I’m sure that “the regulation” needs little, if any, further
definition. Just as “the drive” in Super Bowl annals will always be associated
with John Elway and the Denver Broncos, “the regulation” is a good candidate to
forever be associated with the Department of Labor and its fiduciary definition
package of final regulations and exemptions.
This guidance has been that
big.
Big, of course, can mean a couple of things. In terms of length in its Federal Register-published version – or
any version, for that matter – the guidance is certainly big. It fills more printed pages than any other in
my 31 years in the retirement industry. In
terms of its potential impact on the way advisors do business with retirement
investors, it is certainly big.

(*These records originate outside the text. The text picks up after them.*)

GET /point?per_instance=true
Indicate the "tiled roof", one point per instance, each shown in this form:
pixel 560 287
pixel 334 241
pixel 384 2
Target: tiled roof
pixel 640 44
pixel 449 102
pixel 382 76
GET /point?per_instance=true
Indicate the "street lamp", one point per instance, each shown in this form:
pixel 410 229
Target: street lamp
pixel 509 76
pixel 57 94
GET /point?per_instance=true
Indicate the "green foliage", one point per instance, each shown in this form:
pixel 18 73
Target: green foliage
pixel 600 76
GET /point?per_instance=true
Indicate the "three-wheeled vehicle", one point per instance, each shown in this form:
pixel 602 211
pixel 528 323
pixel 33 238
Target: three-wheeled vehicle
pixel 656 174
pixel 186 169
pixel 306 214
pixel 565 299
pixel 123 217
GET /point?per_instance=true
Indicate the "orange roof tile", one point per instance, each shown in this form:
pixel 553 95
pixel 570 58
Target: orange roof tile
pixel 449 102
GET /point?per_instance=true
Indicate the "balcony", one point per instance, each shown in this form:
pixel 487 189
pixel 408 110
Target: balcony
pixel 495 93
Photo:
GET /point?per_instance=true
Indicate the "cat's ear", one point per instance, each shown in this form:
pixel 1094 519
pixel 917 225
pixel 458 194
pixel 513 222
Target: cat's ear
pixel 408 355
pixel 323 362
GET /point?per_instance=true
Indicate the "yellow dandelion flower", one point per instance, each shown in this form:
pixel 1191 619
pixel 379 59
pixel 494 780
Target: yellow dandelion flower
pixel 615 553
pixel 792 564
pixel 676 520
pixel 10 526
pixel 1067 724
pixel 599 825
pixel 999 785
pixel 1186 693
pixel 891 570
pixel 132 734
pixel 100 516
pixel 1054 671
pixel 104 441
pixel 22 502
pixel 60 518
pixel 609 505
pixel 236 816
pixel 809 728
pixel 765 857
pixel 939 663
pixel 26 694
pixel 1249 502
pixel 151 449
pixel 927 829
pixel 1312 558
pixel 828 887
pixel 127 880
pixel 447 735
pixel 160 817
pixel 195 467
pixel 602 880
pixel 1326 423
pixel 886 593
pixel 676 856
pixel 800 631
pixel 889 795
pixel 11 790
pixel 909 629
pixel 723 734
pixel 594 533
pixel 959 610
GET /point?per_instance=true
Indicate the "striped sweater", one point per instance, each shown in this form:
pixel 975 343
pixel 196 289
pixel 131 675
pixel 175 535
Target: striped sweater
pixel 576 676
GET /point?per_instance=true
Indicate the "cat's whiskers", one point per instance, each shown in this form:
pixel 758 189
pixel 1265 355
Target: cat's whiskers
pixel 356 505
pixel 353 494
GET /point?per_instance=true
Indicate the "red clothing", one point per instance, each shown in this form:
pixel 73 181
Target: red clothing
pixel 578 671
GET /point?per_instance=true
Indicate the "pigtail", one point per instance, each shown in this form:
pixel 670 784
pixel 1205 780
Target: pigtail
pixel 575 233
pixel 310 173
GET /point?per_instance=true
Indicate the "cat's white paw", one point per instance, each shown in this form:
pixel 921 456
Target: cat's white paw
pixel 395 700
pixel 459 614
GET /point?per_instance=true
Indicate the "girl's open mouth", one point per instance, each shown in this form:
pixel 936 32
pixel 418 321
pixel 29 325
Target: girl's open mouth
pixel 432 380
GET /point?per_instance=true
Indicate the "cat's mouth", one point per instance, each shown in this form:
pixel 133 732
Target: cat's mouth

While
notably improved over the proposed regulations, the final regulations are likely
to be just as demanding in terms of the analysis required to comprehend what it
all means, and configure operations and administration in order to comply.
These DOL regulations contain a Regulatory Impact Analysis
that attempts to quantify in dollars-and-cents terms the effort – translated
into cost – that will be required to comply.
Notably, the costs being accounted for – whether or not they are
reasonably accurate – measure chiefly those costs incurred by individuals and
organizations involved in the advising relationship. The brokerage, the mutual fund company,
insurance company, street corner bank or credit union, and their employees or
affiliates, are theoretically taken into account in this assessment of effort
and cost.
One expense we can find no evidence of being taken into
account by DOL is the effort being expended by organizations that consult with,
and counsel, financial organizations and advisors who must comply with the new
rules. Benefits consulting firms, including
law firms whose practice specializes in retirement benefits, are included in
this group.
DOL might argue that their final regulations and exemptions
are a boon to such businesses, and a revenue stream for the analysis and
guidance that must be given to their clients.
If only that were true. Certainly
there are firms that work strictly on a billable-hours basis, and for them the
changes may trickle down to a better bottom line. But that is far from universally true. My
firm is a typical for-instance. We serve
qualified retirement plan recordkeeping clients, IRA, HSA and ESA custodians,
trustees and issuers, and have many partners and clients that use a wide
variety of our services and products that are tied to tax-favored savings.
Almost without exception, our service agreements include
interpreting and sharing findings related to our clients’ compliance
responsibilities. Whether we inform them
in web site postings, in articles written for industry media, create special
webinars, or assist in strategizing changes to product offerings, we are “at
their service.” We don’t shrink from
such responsibilities; such relationships are a privilege. But such relationships do not yield
windfalls, as some might believe.
Even a very superficial tallying of the “man hours” that
have gone into analyzing this fiduciary guidance reveals that it has been a
huge expenditure of time and talent for our staff to understand and share their
meaning and impact. We take pride in our
ability to dissect and interpret, and to be an important compliance resource to
our clients. But when all is said and
done, the cost of adapting to these regulations will be far greater than four pages
of the April 8, 2016, Federal Register
suggest. We truly hope the benefits
delivered to retirement investors will prove to be worth it.